Hardy v Polk (Leeds) Ltd, EAT, 2 February 2004 up

Mitigation during notice period: Hardy was employed by Polk for seven years. Then she resigned, giving eight weeks’ notice. Polk was concerned that she was going to work for a competitor, so it asked her to sign a confidentiality agreement. Hardy refused, and was dismissed without notice the following week.

She was able to start work for the new employer earlier, but for four weeks, she was unemployed. Her claim for unfair dismissal was admitted by Polk.

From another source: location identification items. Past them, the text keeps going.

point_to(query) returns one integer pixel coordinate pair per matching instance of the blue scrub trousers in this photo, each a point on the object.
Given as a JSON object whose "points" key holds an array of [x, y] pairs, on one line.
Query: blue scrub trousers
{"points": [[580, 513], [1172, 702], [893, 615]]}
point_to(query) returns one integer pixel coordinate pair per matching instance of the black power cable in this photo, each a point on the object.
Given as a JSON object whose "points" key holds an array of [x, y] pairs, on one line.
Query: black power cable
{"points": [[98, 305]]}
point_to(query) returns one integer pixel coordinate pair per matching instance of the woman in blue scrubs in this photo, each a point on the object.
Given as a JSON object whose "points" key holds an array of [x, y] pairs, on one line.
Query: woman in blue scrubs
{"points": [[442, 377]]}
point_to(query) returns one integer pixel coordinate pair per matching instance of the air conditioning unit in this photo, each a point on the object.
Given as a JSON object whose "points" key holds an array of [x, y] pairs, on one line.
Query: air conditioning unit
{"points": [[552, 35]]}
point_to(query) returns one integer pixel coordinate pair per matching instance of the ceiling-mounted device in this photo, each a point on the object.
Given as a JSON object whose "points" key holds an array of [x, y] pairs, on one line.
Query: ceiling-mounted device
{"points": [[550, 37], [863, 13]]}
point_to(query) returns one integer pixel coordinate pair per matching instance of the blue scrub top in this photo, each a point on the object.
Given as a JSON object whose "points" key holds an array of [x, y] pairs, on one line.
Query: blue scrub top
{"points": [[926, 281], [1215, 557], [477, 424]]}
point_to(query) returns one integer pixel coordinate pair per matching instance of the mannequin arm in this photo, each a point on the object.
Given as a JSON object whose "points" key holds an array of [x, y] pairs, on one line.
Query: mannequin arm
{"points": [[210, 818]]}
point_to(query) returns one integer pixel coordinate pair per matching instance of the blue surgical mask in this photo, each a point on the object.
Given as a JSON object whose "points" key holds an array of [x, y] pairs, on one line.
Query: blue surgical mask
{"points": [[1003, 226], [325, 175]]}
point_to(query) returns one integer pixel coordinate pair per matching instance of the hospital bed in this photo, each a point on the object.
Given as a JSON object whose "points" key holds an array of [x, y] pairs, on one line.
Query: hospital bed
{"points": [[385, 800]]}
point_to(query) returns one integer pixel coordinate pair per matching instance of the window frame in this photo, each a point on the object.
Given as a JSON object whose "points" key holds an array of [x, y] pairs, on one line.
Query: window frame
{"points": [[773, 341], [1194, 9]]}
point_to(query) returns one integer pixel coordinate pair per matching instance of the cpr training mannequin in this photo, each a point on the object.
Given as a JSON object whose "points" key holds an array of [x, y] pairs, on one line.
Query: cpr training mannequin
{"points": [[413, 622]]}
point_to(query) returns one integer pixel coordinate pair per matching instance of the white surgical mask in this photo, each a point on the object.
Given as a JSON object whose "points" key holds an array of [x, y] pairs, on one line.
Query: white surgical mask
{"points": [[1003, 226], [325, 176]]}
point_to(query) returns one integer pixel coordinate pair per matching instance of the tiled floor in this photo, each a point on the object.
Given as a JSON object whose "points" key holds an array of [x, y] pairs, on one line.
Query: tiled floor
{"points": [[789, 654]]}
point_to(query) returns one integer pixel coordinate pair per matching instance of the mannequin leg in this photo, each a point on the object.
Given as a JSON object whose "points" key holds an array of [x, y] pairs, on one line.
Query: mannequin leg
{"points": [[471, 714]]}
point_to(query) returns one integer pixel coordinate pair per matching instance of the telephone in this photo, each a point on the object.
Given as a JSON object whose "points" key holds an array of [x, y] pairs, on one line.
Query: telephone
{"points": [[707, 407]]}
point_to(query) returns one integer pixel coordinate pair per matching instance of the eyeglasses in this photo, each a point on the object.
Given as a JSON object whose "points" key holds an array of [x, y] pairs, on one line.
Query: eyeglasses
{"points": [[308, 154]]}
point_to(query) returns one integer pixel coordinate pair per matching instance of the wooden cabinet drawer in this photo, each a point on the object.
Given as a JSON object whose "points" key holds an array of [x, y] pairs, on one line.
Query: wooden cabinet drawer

The tribunal awarded a basic sum reflecting the seven years of employment, but only awarded four weeks net loss for the notice period.

Hardy appealed, citing the decision in Norton Tool Co Ltd v Tewson (1972), where it was held the employee could recover salary for the full notice period without deduction for any money earned during that period.

The EAT, dismissing the appeal, stressed that the purpose of the statutory provisions was to compensate the victim of an unfair dismissal, not to penalise the employer. Hardy had mitigated her loss and she was not permitted to make a profit from her claim.

The right to minimum statutory notice does not provide a right to a notice payment, only a right to receive a period of notice. It does not create a debt – Hardy’s claim was in damages, not in debt.

The Norton Tool decision had, according to the EAT, overlooked the mitigation provisions in force at the time.